The energy associated with the liberation of these electrons is the radiative energy we seek to measure. This energy interacts with the semiconductor substrate and liberates photoelectrons at a rate assumed to be linear with respect to the integration-time.

$$E_{\gamma}~d\lambda = \frac{hc}{\lambda}d\lambda$$

Energy carries the normal units Joules ($[E]=~ J$)¹⁾, but be careful! These counts are proportional to the received radiant energy (in the form of photons for this discussion) incident on a single pixel. This single pixel receives photons from a specific angular area of the sky, the pixel has an area over which it received photons, an orientation of that area, a time during which it was 'allowed' to receive photons, and a sensitivity to photons over a specific range of wavelengths.

So these counts are proportional not to the total energy of a target observed by the telescope, but to the differential amount of that energy called (in the broadest sense) the spectral radiance.

$$I(\lambda, \theta, \phi) = \frac{d^6 E}{d\lambda\cdot dt\cdot d^2A \cos{\theta}\cdot d^2\Omega(\theta,\phi)}$$

The spectral radiance has units $[I(\lambda, \theta, \phi)]=J\cdot (m\cdot t\cdot m^2\cdot sr^2)^{-1}$

Said slightly differently, the spectral radiance is the amount of energy received from a specific angular area of the sky ($d^2\Omega(\theta,\phi)$), over an area ($d^2A$) with some orientation ($\cos{\theta}$), during time during which it was 'allowed' to receive energy ($dt$), and a sensitivity to photons over a specific range of wavelengths ($d\lambda$).

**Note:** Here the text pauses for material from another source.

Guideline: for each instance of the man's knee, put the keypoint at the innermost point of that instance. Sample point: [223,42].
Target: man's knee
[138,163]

Each pixel effectively integrates this spectral radiance with respect to wavelength, time, perpendicular area, and solid angle. The resulting measure of radiant energy is what is responsible for liberating photoelectrons in the CMOS semiconductor substrate which are eventually readout as counts.

Since each of the pixels are assumed to be sensitive to photons of the same range of wavelengths, were exposed to photons for the same amount of time, have the same orientation and area, and look at congruent solid angles of the sky, we can appropriately sum-up the bits of radiant energy to think about the total radiant energy that fell on a pixel during our integration time.

Since we do know the range of wavelengths, the integration time, and pixel size, we can define the spectral flux:

$$F(\lambda) = \frac{d^4 E}{d\lambda\cdot dt\cdot d^2A_{\perp}}$$

The radiative, spectral flux has units $[F(\lambda)]=J\cdot (m\cdot t\cdot m^2)^{-1}$.